Theming light-dark() · color-scheme
One declaration holds both a light and a dark value. The browser picks based on the active
color-scheme — driven by the system preference or the toggle in the header.
Every surface, border, and text color on this page is built this way.
--text: light-dark(oklch(22% 0.02 264), oklch(94% 0.01 264));
--bg: light-dark(oklch(98% 0.01 264), oklch(18% 0.02 264));
No media query, no extra class — the value resolves automatically per scheme.
Perceptual color oklch()
OKLCH separates lightness, chroma (colorfulness), and hue in a way that matches human perception. Equal lightness looks equally light across hues — unlike HSL.
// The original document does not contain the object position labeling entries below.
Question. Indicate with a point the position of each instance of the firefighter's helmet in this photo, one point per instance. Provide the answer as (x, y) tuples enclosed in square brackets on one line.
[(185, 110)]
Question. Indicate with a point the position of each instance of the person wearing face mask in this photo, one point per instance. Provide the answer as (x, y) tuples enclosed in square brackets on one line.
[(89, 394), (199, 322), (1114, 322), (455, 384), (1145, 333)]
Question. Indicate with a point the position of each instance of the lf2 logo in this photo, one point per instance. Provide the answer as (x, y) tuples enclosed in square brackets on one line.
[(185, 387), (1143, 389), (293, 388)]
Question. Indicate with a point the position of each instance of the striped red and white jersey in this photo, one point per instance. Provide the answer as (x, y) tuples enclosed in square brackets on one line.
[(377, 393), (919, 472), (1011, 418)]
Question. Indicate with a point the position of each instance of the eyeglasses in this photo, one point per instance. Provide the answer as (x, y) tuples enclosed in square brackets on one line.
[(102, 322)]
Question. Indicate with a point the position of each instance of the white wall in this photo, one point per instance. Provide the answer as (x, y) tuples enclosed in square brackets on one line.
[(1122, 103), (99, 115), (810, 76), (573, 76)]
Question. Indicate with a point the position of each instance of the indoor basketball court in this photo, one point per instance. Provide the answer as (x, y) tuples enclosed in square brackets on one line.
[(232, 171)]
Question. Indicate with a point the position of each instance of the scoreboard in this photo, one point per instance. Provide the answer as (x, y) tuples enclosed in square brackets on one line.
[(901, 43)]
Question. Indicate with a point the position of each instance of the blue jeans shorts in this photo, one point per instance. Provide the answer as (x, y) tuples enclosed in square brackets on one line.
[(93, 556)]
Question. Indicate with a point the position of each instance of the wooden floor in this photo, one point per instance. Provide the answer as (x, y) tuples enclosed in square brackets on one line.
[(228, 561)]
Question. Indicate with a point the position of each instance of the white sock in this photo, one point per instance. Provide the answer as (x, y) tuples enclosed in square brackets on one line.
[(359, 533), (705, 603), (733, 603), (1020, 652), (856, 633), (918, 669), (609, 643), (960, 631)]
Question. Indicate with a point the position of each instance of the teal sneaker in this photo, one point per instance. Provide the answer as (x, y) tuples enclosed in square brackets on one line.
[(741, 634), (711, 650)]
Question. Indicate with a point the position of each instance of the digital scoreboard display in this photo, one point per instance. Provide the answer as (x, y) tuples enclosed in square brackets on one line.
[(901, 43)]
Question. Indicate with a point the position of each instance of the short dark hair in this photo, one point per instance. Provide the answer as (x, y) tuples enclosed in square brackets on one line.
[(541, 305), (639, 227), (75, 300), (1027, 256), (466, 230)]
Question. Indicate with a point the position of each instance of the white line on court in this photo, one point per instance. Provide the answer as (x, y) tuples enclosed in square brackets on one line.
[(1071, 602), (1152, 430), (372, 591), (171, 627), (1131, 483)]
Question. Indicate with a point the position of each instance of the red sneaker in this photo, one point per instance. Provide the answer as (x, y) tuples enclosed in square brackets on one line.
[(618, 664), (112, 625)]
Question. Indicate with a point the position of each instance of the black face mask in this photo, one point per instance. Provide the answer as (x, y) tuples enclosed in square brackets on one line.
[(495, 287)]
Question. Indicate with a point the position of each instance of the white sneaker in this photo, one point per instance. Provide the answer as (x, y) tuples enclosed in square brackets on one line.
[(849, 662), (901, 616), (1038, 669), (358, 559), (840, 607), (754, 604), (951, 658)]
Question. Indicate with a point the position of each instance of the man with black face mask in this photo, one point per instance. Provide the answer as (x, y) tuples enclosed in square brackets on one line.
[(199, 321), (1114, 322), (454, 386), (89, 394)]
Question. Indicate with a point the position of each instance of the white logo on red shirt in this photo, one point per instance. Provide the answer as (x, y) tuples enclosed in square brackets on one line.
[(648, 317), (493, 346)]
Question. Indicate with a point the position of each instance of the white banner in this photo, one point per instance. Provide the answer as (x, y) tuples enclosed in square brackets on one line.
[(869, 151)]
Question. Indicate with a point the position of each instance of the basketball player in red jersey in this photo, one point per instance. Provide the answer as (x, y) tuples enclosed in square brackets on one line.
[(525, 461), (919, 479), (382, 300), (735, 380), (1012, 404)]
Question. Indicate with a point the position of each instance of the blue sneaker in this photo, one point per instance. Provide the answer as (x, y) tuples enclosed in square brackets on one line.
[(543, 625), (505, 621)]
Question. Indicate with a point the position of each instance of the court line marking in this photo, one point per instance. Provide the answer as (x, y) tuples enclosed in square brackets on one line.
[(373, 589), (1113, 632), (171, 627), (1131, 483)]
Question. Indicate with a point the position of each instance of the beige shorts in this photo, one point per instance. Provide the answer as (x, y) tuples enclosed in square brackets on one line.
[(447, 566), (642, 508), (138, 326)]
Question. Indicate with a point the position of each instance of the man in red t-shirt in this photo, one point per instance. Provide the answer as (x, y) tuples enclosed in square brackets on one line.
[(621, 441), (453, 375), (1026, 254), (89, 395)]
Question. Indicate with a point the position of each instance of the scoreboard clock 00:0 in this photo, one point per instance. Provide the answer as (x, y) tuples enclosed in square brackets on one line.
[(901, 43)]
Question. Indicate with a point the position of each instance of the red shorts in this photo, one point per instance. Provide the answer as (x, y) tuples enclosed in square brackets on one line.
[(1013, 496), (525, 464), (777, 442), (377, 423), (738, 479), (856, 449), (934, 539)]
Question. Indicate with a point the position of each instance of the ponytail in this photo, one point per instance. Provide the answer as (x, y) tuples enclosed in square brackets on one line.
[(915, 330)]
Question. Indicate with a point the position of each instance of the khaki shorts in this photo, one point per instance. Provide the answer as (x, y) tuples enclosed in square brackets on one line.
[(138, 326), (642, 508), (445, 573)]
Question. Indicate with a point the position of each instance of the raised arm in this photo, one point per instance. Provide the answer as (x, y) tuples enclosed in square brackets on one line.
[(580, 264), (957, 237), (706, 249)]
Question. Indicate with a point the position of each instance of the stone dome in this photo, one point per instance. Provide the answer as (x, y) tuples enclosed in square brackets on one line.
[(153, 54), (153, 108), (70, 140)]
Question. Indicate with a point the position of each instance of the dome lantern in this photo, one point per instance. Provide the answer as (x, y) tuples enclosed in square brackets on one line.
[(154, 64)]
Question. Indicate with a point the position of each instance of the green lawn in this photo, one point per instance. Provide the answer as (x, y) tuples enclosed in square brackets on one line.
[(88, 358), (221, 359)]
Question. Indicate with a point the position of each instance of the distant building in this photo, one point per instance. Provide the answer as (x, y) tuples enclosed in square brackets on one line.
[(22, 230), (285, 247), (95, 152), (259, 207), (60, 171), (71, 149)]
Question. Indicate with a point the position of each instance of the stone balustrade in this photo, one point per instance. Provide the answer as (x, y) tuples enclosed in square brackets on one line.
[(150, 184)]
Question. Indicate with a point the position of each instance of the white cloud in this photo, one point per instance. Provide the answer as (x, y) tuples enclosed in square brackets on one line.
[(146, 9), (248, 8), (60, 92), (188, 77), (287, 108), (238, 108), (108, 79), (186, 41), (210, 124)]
Scales for free relative color syntax
Derive tints and shades from a single base color. oklch(from …) destructures
the base into l c h channels you can do math on — generating a whole scale without a
preprocessor.
Each step is oklch(from var(--base) <lightness> c h) — only the
lightness changes, so hue and saturation stay consistent across the ramp.
Blending color-mix()
Mix two colors by a percentage, in any color space. Interpolating in oklch avoids the
muddy grays you get mixing through srgb.
Readable text contrast-color()
Let the browser choose black or white text for whatever background you throw at it. Drag the hue and lightness — the label stays legible automatically.
Newest feature here — needs a very recent browser. If the text doesn’t flip,
your browser hasn’t shipped contrast-color() yet.
Gradients across color spaces linear-gradient(in …)
The same two endpoints, interpolated through different color spaces. Watch how
oklch sweeps cleanly through vivid hues while srgb dips through gray.